IU(イ・ジウン)は『マイ・ディア・ミスター~私のおじさん』のヒロインを演じた。彼女の扮したジアンが、ドラマの序盤にひどい暴行を受けるシーンがあった。韓国の視聴者から強い批判が起きていた。
辛い場面
IU(イ・ジウン)が『マイ・ディア・ミスター~私のおじさん』で演じたジアンは、父親が残した借金に苦しめられていた。その借金を厳しく取り立てていたのが、チャン・ギヨンが扮したグァンイルだ。

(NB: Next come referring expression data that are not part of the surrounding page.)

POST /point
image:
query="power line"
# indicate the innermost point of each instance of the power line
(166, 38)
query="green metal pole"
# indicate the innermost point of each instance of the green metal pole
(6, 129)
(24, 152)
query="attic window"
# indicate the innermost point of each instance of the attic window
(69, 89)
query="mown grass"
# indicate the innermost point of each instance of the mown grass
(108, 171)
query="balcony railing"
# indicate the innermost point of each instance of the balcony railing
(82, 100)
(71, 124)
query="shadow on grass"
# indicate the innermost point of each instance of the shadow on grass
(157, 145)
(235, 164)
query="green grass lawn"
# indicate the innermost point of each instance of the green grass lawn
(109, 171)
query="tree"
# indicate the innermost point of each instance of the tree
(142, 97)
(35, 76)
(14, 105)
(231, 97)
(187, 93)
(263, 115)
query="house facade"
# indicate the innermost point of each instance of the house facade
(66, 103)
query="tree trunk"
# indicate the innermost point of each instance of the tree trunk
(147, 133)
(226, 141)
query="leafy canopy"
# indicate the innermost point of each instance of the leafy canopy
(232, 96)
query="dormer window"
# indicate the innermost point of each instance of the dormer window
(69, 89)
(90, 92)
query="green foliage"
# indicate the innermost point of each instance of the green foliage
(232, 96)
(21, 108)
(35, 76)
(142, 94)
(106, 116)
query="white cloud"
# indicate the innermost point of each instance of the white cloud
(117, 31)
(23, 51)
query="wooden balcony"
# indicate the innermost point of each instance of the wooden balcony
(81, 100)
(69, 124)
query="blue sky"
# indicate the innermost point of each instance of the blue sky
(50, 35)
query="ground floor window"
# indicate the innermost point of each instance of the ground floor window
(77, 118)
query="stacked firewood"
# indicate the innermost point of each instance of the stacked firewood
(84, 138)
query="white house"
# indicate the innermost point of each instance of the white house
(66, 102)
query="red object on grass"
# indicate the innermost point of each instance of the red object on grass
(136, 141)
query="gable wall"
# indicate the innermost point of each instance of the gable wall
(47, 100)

彼は、執拗にジアンを責め立てる。かつては幼なじみなのに容赦がない。こうしてグァンイルはドラマの序盤でジアンに激しい暴力をふるう。
見ていて、本当に辛い場面だった。
実際、韓国で放送されたときは厳しい批判が起きている。「容認できない暴力シーン」という声が多かった。
屈強な男(グァンイル)が線の細い女性(ジアン)に生々しい暴力をふるうシーンには、私も不快感を持った。もっと、他の描写でそのような状況を伝える方法もあったはずなのに……。
韓国ドラマには自制しなければならない暴力シーンが多すぎる。『マイ・ディア・ミスター~私のおじさん』の「あの場面」もまさにそれに該当した。
このドラマの序盤といえば、IU(イ・ジウン)も体調が悪くて降板を申し出るほどだった。そんな彼女が暴行シーンの被害者としての撮影に加わって、どのように辛かったか。
『マイ・ディア・ミスター~私のおじさん』は韓国ドラマ史に残る大傑作だが、すべてが称賛できるわけではない。見過ごせない瑕疵(かし)もある。
ドラマを見ていて、グァンイルがジアンに対して「隠れた愛情」を持っていたことは明らかだが、暴力でその心情を表わそうとしたのは拙速だった。
そんなシーンを撮影しているとき、IU(イ・ジウン)はどんな心情になっていたのだろうか。